Evaluation is performed on eight Hugging Face models that naturally trigger graph breaks (e.g., Phi‑4‑mini, Llama‑2, BLOOM). GraphMend eliminates all fixable breaks, reducing the break count to zero in six models and from five to two in another; one model retains a single break due to a more complex pattern not yet supported. Performance measurements on NVIDIA RTX 3090 and A40 GPUs show substantial gains: cold‑start forward‑pass latency drops by 30 %–75 %, steady‑state latency improves by 2.5 %–25 %, and end‑to‑end throughput increases by 5 %–8 %. Profiling traces illustrate that eliminating graph breaks removes intermediate device‑to‑host transfers and synchronization stalls, allowing a single continuous CUDA launch and better GPU utilization.

The paper’s contributions are threefold: (1) a realistic benchmark suite of graph‑break‑prone models, (2) the design and implementation of the GraphMend compilation technique that automatically restructures high‑level code, and (3) a comprehensive empirical evaluation demonstrating both correctness and performance benefits.

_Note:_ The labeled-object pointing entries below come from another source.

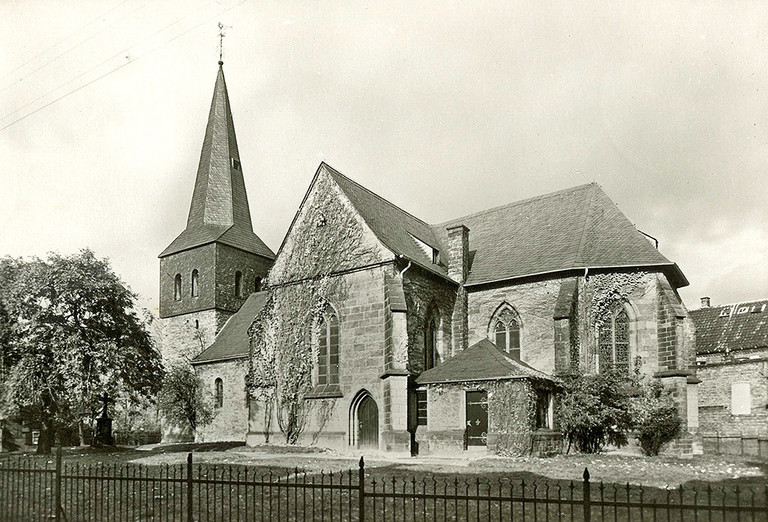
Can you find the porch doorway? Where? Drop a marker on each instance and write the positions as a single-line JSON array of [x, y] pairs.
[[477, 418]]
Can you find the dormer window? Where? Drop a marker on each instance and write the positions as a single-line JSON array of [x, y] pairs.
[[177, 288]]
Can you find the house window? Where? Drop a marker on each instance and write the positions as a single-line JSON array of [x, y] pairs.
[[614, 342], [741, 399], [507, 333], [177, 288], [218, 393], [430, 344], [239, 284], [543, 409], [328, 349], [195, 290], [421, 407]]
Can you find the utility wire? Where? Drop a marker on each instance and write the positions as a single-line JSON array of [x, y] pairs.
[[63, 40], [120, 66], [71, 49], [91, 69]]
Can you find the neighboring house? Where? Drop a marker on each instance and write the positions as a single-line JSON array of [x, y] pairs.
[[423, 338], [732, 356]]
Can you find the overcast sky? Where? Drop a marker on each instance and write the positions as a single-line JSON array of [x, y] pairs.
[[444, 108]]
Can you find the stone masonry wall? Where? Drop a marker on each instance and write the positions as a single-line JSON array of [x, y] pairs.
[[231, 420], [361, 316], [535, 304], [424, 294], [715, 395]]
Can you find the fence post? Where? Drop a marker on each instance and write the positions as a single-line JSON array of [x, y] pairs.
[[361, 491], [58, 483], [189, 487], [587, 498]]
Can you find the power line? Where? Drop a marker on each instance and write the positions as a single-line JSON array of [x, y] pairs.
[[71, 49], [120, 66], [63, 39], [91, 69]]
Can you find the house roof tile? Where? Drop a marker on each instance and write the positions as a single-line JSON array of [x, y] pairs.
[[733, 327]]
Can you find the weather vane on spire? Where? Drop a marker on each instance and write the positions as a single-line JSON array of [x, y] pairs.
[[222, 34]]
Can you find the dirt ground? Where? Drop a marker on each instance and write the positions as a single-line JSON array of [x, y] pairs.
[[610, 468]]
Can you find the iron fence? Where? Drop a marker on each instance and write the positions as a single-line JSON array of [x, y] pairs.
[[34, 490]]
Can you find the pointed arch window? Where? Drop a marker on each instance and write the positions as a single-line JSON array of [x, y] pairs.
[[328, 348], [239, 284], [218, 393], [506, 332], [431, 355], [613, 342], [177, 288], [195, 289]]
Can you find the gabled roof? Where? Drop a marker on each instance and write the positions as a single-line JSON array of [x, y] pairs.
[[233, 342], [481, 361], [393, 226], [740, 326], [219, 210], [576, 228]]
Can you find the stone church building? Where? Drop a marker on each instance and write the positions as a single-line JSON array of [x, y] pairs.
[[405, 336]]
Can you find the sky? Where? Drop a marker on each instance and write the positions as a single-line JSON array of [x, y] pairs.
[[444, 108]]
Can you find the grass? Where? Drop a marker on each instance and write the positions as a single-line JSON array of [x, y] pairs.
[[144, 485]]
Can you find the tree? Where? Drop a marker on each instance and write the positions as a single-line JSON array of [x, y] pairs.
[[595, 411], [183, 399], [656, 418], [74, 336]]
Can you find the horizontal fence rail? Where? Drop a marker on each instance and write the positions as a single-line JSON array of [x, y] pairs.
[[47, 489]]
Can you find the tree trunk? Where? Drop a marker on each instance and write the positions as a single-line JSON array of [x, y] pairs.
[[45, 440]]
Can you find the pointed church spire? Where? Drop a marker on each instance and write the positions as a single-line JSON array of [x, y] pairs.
[[219, 210], [219, 196]]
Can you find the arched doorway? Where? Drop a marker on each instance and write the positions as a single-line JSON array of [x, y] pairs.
[[365, 422]]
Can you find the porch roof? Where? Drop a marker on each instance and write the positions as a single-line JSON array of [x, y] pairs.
[[480, 362]]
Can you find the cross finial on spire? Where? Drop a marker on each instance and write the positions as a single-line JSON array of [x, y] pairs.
[[222, 34]]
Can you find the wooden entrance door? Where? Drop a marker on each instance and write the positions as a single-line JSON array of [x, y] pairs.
[[368, 424], [477, 418]]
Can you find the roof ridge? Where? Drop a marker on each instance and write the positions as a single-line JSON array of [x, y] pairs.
[[374, 194], [519, 202], [713, 307], [587, 215]]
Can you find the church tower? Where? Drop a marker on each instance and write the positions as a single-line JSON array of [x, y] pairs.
[[208, 271]]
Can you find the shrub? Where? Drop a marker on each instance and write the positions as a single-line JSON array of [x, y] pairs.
[[656, 420], [595, 411]]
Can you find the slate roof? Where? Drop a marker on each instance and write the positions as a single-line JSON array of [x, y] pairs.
[[219, 210], [393, 226], [481, 361], [232, 342], [740, 326], [575, 228]]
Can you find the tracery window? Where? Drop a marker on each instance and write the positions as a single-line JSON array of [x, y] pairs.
[[506, 333], [177, 288], [613, 342], [218, 393], [195, 290], [239, 284], [431, 356], [328, 348]]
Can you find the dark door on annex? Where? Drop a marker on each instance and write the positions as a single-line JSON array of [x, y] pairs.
[[477, 418], [368, 424]]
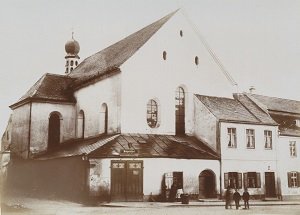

The authors also discuss limitations—such as handling nested loops with side‑effects or dynamic code generation—and outline future work to extend the transformation framework.

In summary, GraphMend shows that high‑level source‑code transformations, when integrated with existing JIT pipelines, can dramatically reduce the overhead of graph breaks in PyTorch 2, delivering faster inference without requiring developers to manually refactor their models. This approach bridges the gap between PyTorch’s dynamic flexibility and the performance of statically compiled GPU kernels.